The ‘Related Searches’ strategy itself is clearly designed to boost both companies’ bottom line. These links to ‘Brands’ and ‘Stores’ do not even take you directly to the big brand corporation’s sites. Instead, they lead to another Google link page. This is part of Google’s basic strategy: the more time you spend on Google looking over search results, as long as you don’t feel that they are off base or taking too long, which were the complaints about other and earlier search engines, the more time, the better.
Some people have no problem with the ‘Related Searches’ links. It is the very similar to the two opinions about how web-based companies continually mine data on all users – some like the convenience of being offered things they are more likely to want, or didn’t even know they want, while others feel that this borders on or even crosses the line into an invasion of privacy. Either way, it doesn’t look like it’s going to stop or go away any time soon.

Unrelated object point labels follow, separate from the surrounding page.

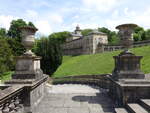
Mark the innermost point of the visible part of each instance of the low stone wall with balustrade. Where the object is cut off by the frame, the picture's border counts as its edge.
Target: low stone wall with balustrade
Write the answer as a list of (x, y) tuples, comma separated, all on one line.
[(100, 80)]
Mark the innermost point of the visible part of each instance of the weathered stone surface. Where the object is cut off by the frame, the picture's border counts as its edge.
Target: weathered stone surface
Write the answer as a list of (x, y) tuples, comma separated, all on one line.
[(75, 99)]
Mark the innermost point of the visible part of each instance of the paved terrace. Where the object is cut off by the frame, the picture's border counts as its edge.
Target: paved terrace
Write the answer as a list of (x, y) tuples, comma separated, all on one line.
[(69, 98)]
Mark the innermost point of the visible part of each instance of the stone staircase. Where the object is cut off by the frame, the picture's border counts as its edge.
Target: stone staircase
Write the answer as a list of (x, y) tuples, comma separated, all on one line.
[(143, 106)]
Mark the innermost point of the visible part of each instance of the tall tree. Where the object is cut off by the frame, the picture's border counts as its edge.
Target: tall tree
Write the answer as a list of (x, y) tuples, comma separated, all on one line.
[(147, 34), (6, 57), (50, 50), (14, 30), (3, 32), (15, 33), (139, 34), (112, 35)]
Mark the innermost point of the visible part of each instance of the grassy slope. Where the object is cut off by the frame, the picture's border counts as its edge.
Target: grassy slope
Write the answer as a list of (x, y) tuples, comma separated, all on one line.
[(98, 63)]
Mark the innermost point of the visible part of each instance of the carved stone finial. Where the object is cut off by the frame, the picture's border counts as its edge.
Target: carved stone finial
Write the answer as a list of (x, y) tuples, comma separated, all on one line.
[(28, 39)]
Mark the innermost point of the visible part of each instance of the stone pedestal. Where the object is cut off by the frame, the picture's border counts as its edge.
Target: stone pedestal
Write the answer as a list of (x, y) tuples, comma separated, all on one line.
[(127, 65), (27, 67), (128, 82)]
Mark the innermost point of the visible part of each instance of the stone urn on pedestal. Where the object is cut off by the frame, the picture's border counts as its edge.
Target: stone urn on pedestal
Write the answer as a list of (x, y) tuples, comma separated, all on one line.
[(28, 39), (127, 64), (28, 64)]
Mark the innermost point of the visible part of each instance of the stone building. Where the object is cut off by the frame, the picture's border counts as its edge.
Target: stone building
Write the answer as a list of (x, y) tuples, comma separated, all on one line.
[(77, 44)]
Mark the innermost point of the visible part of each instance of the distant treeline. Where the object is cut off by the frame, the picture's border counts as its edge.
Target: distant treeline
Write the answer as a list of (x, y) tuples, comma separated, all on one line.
[(48, 47)]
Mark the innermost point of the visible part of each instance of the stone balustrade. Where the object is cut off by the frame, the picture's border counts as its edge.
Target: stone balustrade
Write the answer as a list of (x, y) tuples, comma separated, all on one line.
[(11, 99), (100, 80)]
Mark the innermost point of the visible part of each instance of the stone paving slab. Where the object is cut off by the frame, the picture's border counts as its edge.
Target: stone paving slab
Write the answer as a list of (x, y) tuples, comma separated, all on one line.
[(75, 99)]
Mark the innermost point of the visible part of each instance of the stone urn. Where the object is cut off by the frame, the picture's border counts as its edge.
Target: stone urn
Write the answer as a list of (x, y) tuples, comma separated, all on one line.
[(28, 39), (125, 34)]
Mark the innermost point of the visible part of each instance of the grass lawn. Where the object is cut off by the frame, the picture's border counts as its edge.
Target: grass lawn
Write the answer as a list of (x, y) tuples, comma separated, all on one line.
[(98, 63), (6, 76)]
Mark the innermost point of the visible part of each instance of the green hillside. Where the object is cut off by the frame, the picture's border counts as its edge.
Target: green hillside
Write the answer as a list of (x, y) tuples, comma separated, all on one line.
[(98, 63)]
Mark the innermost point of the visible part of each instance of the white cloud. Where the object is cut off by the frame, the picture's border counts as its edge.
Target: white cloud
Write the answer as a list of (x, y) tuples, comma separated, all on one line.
[(6, 20), (129, 16), (85, 25), (100, 5), (55, 18), (44, 27), (31, 14)]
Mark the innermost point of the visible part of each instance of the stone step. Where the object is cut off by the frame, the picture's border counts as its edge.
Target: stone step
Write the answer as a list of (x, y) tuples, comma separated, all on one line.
[(145, 103), (136, 108), (120, 110)]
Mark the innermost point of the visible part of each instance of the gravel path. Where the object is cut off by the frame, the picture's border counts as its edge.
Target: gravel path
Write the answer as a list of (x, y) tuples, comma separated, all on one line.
[(75, 98)]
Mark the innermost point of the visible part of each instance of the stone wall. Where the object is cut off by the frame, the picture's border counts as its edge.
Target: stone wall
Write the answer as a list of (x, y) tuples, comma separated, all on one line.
[(100, 80)]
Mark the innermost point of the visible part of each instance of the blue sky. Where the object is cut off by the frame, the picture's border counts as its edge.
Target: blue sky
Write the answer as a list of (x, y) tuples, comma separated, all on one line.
[(61, 15)]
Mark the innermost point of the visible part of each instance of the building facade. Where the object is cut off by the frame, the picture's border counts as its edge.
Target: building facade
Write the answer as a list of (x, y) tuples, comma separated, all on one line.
[(77, 44)]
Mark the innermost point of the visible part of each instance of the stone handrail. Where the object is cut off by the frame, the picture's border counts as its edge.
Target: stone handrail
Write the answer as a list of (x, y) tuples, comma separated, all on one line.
[(100, 80), (11, 99)]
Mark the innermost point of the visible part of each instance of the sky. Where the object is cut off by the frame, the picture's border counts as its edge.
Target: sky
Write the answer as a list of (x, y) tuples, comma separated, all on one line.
[(64, 15)]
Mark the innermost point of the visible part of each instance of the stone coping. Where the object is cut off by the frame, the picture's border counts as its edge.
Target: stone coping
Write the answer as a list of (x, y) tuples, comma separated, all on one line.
[(27, 82), (28, 57), (9, 92)]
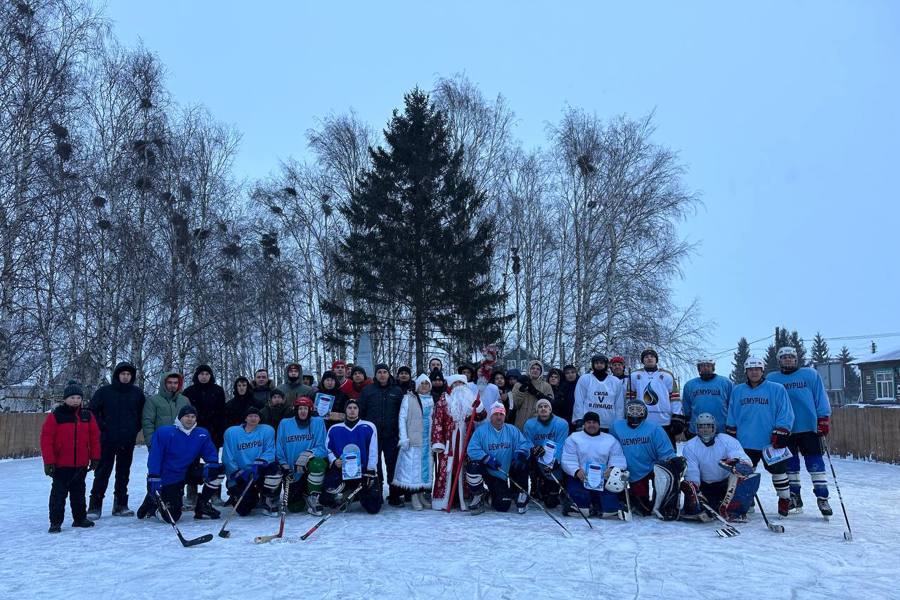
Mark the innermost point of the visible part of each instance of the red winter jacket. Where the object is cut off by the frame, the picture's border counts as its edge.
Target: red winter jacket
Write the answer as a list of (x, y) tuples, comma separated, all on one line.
[(70, 437)]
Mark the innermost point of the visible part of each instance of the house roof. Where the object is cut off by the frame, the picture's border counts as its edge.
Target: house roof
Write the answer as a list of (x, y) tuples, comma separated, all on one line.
[(887, 356)]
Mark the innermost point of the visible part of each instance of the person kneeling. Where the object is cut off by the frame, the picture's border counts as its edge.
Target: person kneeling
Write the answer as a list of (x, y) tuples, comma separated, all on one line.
[(497, 453), (719, 474), (596, 469), (174, 460), (253, 473), (353, 454)]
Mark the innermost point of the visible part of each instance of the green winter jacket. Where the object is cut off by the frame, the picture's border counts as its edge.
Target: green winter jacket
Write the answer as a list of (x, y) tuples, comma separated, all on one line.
[(163, 407)]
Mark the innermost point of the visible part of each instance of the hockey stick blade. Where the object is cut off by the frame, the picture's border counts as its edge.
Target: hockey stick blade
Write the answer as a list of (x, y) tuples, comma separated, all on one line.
[(196, 541)]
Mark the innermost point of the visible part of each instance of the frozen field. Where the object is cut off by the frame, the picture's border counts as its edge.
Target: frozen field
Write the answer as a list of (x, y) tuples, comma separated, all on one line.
[(400, 553)]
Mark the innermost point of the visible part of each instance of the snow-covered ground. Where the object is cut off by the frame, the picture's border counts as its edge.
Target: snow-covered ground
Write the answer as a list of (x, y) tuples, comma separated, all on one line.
[(400, 553)]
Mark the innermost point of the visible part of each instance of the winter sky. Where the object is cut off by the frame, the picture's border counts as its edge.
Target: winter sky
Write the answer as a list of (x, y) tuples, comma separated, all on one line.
[(784, 112)]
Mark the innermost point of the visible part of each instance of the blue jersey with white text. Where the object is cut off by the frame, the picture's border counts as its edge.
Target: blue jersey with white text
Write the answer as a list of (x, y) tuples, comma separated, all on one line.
[(711, 396), (756, 411), (294, 439), (555, 429), (643, 446), (502, 445), (172, 451), (808, 397), (243, 447)]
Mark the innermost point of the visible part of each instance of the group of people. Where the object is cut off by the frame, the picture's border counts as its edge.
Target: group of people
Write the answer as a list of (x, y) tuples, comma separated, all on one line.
[(602, 443)]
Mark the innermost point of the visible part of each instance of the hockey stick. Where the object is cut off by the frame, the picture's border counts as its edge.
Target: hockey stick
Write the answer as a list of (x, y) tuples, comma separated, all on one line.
[(773, 528), (262, 539), (321, 521), (457, 465), (568, 498), (848, 535), (224, 532), (729, 530), (535, 500), (184, 541)]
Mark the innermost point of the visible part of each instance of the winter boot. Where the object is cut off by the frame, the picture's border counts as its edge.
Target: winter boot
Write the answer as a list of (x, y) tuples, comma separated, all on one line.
[(205, 510), (120, 508), (312, 505), (784, 505), (95, 508), (83, 523), (476, 506), (190, 502)]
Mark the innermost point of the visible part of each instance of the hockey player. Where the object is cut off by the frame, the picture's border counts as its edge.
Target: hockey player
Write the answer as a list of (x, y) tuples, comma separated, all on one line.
[(812, 413), (249, 457), (497, 446), (646, 447), (68, 456), (547, 433), (353, 454), (718, 473), (658, 390), (708, 393), (596, 469), (760, 415), (601, 393), (300, 450), (174, 460)]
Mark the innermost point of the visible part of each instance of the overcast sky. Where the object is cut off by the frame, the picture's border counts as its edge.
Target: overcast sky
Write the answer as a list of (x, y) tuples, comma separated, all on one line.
[(785, 113)]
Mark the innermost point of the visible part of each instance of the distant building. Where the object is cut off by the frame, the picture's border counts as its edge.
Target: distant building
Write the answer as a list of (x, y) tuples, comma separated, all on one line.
[(517, 358), (880, 374)]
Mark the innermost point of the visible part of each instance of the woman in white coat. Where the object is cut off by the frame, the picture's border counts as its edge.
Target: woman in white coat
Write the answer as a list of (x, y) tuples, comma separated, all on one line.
[(414, 471)]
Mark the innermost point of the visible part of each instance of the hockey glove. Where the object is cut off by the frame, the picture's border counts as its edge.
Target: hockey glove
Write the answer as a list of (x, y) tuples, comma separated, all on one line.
[(490, 462), (824, 425), (303, 459), (779, 437)]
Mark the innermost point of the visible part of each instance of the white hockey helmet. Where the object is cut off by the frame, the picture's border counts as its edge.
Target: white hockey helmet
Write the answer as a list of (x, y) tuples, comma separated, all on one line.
[(615, 483), (706, 427), (754, 362)]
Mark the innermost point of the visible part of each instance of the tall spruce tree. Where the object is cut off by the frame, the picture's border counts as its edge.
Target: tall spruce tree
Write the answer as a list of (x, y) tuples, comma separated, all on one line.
[(852, 380), (742, 354), (820, 350), (416, 245)]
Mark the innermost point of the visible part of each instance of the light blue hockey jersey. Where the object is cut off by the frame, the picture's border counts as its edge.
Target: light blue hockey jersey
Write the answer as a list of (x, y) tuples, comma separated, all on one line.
[(808, 397), (644, 446), (711, 396), (294, 439), (241, 447), (756, 411), (556, 429), (502, 445)]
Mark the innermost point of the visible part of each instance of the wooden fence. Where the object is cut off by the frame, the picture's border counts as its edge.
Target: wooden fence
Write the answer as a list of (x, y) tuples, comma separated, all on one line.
[(864, 432), (869, 432)]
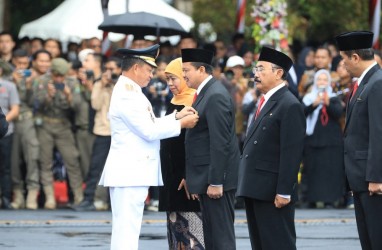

There is also the question of how much of this big brand linking is actually being done for free by Google, who have always remained focused on traffic to major web sites as part of their fundamental business strategy. But in the end there are really only two questions: is this really a bad thing that is destroying smaller brands, and is the collection of user data, particularly regarding what to link to short search terms, which can be at times inefficient and ambiguous, a good thing or a bad one? We will see the result of the first question, one way or the other, and the second really comes down to how you feel about data mining. But most of all, it is always important to know and understand the latest developments in SEO so you can take advantage of them.